Hi John -

How many cores does your system have? How much memory? How much memory is the 
program using? How many locales are you launching on the single system? How 
many threads are you assigning to each locale?

I’d bet that your problem is either from different threads contending over the 
same processor resources (which you can limit as Greg pointed out with 
CHPL_RT_NUM_THREADS_PER_LOCALE ) or using to much memory since you are running 
many locales on a single machine – and Chapel doesn’t currently try to reduce 
its per-locale resources when oversubscribed in this manner.

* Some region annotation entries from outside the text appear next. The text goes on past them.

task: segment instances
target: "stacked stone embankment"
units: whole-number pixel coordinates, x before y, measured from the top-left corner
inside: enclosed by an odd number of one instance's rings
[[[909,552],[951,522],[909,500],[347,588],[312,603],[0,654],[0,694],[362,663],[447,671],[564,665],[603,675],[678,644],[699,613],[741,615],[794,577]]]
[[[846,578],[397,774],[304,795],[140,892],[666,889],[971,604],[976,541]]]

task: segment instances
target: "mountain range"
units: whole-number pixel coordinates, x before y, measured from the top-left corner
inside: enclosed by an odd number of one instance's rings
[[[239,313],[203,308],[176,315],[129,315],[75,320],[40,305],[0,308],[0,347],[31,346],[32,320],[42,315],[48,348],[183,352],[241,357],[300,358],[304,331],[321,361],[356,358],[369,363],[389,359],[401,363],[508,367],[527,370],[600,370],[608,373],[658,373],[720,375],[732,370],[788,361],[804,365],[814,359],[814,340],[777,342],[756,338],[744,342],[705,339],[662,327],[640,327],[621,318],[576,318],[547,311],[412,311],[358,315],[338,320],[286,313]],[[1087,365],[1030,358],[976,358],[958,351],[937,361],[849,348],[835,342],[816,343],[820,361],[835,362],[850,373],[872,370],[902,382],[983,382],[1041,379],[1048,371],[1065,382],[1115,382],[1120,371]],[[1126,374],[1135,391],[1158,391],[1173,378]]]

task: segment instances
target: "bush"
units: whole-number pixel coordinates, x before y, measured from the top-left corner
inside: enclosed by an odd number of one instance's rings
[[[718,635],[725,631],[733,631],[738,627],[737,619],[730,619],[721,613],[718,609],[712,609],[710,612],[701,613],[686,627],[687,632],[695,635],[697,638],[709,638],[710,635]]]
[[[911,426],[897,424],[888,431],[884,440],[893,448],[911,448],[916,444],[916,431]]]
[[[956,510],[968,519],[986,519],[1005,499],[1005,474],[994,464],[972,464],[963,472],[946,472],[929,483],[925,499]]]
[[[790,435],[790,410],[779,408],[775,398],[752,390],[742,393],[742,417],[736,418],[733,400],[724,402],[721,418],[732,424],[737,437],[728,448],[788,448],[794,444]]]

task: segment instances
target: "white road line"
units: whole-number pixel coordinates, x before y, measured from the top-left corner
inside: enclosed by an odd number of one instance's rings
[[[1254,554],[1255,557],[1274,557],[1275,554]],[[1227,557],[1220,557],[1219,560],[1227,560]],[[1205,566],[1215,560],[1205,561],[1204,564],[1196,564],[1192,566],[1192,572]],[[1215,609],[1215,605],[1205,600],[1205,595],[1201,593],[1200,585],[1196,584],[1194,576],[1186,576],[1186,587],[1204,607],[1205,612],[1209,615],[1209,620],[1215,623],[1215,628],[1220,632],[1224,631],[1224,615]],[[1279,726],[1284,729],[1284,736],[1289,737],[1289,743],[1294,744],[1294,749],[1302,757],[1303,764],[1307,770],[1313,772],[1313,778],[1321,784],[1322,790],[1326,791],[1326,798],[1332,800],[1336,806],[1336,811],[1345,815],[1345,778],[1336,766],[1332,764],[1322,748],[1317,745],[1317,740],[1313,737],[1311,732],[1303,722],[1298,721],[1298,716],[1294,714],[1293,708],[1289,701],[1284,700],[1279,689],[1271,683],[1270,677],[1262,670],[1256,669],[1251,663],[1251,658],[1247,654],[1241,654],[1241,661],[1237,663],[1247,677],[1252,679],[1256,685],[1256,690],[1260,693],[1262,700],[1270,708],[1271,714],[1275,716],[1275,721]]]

Of course, it could be the communication as well – you can check that. You can 
also instrument your program to print out communication counts (as I described 
in an earlier email – try mirroring the use of CommDiagnostics in 
chapel-lang-github/test/performance/ferguson/remote-class-read.chpl )

You can also try running on a real cluster…

Cheers,

-michael

From: Greg Titus <[email protected]<mailto:[email protected]>>
Date: Thursday, February 19, 2015 at 11:41 AM
To: John MacFrenz <[email protected]<mailto:[email protected]>>
Cc: Michael Ferguson <[email protected]<mailto:[email protected]>>, 
"[email protected]<mailto:[email protected]>" 
<[email protected]<mailto:[email protected]>>
Subject: Re: Variable Block Distributions

Folks here pointed out a mistake I made in the discussion below: the 
environment variable that sets the number of threads and thus processor cores 
to use is CHPL_RT_NUM_THREADS_PER_LOCALE. I left off the '_RT' part of that 
variable name below. It won't work if it's not spelled right! :-)

greg


On 2/19/2015 8:45 AM, Greg Titus wrote:
Hi John --

(You already know the following as general knowledge, but I thought I'd include 
it for people newer to multi-locale programming who may be following this 
conversation.)

For context, with current Chapel it's normal for programs to suffer some 
performance loss when moving from single-locale to multi-locale execution. 
Using multiple locales offers more opportunity for parallelism, but at the cost 
of reduced intra-task performance due to network communication required for 
inter-locale variable references. The effect varies across programs depending 
on how much remote communication they do, but since a remote reference can 
easily take 1000 times as long as a local one, it doesn't take much to have a 
big effect. For example, with Chapel 1.10 on a Cray XC we don't see any 
drop-off in performance from 1 locale to 2 on the Stream benchmark, but our 
Stream doesn't do many inter-locale memory references. But for the RA 
benchmark, which does a lot of inter-locale references (in fact that's what 
it's measuring), our multi-locale performance doesn't match that on a single 
locale until we get up to 8-32 locales, depending on circumstances. And the 
Cray XC has a very high-performance network compared to UDP or MPI over 
ethernet.

That said, the >100x slowdown you're seeing seems a little high, unless your 
test case is really doing a lot of remote references. If it isn't, or at least 
shouldn't be, perhaps you're seeing a lot of remote communication for internal 
references to meta-data, within your distribution code? If this is the case, 
then turning on remote caching could well improve matters. In fact that might 
be a good test to rule this hypothesis in or out.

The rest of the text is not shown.